Guna melakukan prediksi semacam itu, saya mengajukan satu teori yang saya namakan "teori kimiawi kepemimpinan politik". Teori ini bisa mendeteksi derajat kecocokan relasi antara para pemimpin suatu organisasi, dalam hal ini pemerintahan Indonesia periode 2024 - 2029. Teori ini diramu dari dua konsep teoretis tentang kepemimpinan. Pertama, ilmuwan politik Herbert Feith dalam The Decline of Constitutional Democracy (1962) membagi kepemimpinan menjadi solidarity maker dan administrator. Solidarity maker adalah tipe pemimpin yang mampu menyatukan semangat anak buah, menggalang hubungan masyarakat, karismatis, mampu berkomunikasi dengan masyarakat dan menampung aspirasi masyarakat. Sementara itu, administrator adalah tipe pemimpin yang berpijak pada data, sistematis, kaya pengalaman lapangan, dan kuat dalam implementasi.
Berdasarkan pembagian ini, Feith mengkategorikan Sukarno sebagai solidarity maker dan Hatta sebagai administrator. Karena itu, keduanya saling mengisi dan duet pemimpin ideal bagi Indonesia pada masanya. Namun, konsep Feith terlalu simplistis. Misalnya, seorang pemimpin boleh jadi mampu menyatukan semangat anak buahnya, tapi tidak visioner. Atau mungkin saja ada pemimpin tipe administrator yang mampu membuat cetak-biru kebijakan bagus, tapi tidak mampu mengeksekusinya.
Kedua, Ludeman dan Erlandson dalam buku klasik teori kepemimpinan Alpha Male Syndrome (2006) mengklasifikasikan empat tipe kepemimpinan sebagai pelengkap teori Feith. Ada tipe komandan yang tegas, kuat, otoritatif. dan sangat berorientasi prestasi. Kelemahan tipe ini adalah mereka kerap tergoda untuk menjadi pemain tunggal. Suharto, Megawati Sukarnoputri, Susilo Bambang Yudhoyono, dan Prabowo masuk ke tipe ini.
Kemudian, tipe visioner yang kerap menunjukkan pandangan tentang masa depan, melakukan lompatan kreatif, berpendirian kukuh, dan memiliki insting kuat. Kelemahan tipe ini adalah terlalu percaya diri dengan ide-idenya, defensif ketika ditentang, tak mau menerima masukan dan tak mendapat dukungan dari orang-orang pragmatis. Sukarno dan Gus Dur adalah dua contohnya.

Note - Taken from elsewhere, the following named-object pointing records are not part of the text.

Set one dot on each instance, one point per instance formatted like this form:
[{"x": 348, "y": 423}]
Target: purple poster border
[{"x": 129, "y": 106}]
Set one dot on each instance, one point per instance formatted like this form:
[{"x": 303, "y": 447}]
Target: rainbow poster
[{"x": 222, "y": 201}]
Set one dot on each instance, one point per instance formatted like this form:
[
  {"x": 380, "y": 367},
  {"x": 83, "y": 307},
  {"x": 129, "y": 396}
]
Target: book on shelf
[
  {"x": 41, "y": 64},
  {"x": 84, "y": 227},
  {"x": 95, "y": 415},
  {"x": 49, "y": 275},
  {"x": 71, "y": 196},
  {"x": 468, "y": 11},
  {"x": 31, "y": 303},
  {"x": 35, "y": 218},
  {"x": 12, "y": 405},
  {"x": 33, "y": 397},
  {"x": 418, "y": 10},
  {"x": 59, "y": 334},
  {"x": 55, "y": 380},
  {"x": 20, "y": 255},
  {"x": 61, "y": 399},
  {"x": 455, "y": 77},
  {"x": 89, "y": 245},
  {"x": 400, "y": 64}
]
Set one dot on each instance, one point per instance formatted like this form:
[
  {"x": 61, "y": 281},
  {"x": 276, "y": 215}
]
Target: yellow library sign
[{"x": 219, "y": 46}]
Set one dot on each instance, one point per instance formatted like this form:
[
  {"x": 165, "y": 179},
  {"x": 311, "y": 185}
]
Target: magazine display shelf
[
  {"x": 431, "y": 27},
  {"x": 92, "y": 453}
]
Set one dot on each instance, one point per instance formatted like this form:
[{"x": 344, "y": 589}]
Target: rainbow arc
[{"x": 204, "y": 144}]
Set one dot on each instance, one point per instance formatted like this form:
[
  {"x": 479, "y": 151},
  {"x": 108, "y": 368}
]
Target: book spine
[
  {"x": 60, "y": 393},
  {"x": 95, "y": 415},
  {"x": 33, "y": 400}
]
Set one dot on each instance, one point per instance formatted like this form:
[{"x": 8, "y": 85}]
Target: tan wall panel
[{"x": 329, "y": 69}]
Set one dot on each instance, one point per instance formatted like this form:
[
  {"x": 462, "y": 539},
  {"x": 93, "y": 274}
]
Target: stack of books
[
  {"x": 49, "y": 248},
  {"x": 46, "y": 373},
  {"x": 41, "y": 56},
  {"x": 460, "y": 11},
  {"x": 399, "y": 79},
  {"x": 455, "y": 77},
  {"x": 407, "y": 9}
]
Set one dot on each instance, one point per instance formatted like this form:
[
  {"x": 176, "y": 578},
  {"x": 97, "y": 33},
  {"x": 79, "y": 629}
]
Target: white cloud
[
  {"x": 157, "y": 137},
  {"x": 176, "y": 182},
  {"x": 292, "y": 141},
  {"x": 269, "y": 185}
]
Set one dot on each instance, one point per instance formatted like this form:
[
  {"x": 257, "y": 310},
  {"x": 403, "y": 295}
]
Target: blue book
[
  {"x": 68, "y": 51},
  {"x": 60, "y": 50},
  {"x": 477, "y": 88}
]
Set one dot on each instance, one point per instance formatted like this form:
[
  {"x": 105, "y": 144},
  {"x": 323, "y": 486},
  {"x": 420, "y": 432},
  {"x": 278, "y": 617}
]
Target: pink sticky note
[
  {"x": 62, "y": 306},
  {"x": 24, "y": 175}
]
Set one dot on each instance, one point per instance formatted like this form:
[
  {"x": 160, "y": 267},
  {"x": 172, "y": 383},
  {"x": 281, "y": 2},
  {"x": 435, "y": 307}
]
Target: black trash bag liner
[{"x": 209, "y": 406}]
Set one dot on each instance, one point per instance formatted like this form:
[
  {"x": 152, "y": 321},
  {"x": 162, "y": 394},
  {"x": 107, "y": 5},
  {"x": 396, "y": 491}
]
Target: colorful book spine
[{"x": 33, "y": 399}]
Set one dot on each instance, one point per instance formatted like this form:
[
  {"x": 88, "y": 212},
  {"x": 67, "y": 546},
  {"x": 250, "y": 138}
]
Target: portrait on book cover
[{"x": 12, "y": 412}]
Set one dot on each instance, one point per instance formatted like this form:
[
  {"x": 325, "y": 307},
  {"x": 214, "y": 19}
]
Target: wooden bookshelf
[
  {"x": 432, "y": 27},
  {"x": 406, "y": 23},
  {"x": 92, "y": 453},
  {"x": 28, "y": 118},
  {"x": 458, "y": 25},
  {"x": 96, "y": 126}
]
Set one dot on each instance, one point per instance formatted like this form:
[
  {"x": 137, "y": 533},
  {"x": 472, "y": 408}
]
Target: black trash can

Selanjutnya, tipe ahli strategi (strategist) yang pikirannya bekerja cepat, berbekal data, dan metodis. Kelemahannya, mereka merasa serba tahu dan kerap tak punya semangat tim. Bung Hatta, BJ Habibie, dan Boediono adalah nama-nama yang tergolong tipe ini.
Terakhir, tipe eksekutor yang memburu hasil dengan disiplin tanpa kenal lelah, memberikan masukan balik, dan menggerakkan orang untuk bertindak. Kelemahannya, mereka terlalu mengurusi hal mikro, tak sabar, amat kritis, dan suka memperlihatkan ketidakpuasan alih-alih apresiasi. Jusuf Kalla dan Jokowi masuk kategori ini.
Prediksi relasi
Berdasarkan teori kimiawi kepemimpinan politik di atas, kita dapat memprediksi relasi Prabowo dan Jokowi dalam peta perpolitikan ke depan. Berdasarkan kepemimpinannya selama 10 tahun, Presiden Jokowi adalah tipe solidarity maker, terbukti dari pesona karismatisnya yang mampu menyihir rakyat bawah dan loyalitas para pengikutnya, sebagaimana ditunjukkan oleh militansi para relawan seperti Projo. Lebih spesifik lagi, Jokowi merupakan solidarity-maker tipe eksekutor mengingat dia bukan tipe orator ulung dengan gagasan cemerlang seperti Soekarno, melainkan lebih suka turun lapangan alias blusukan.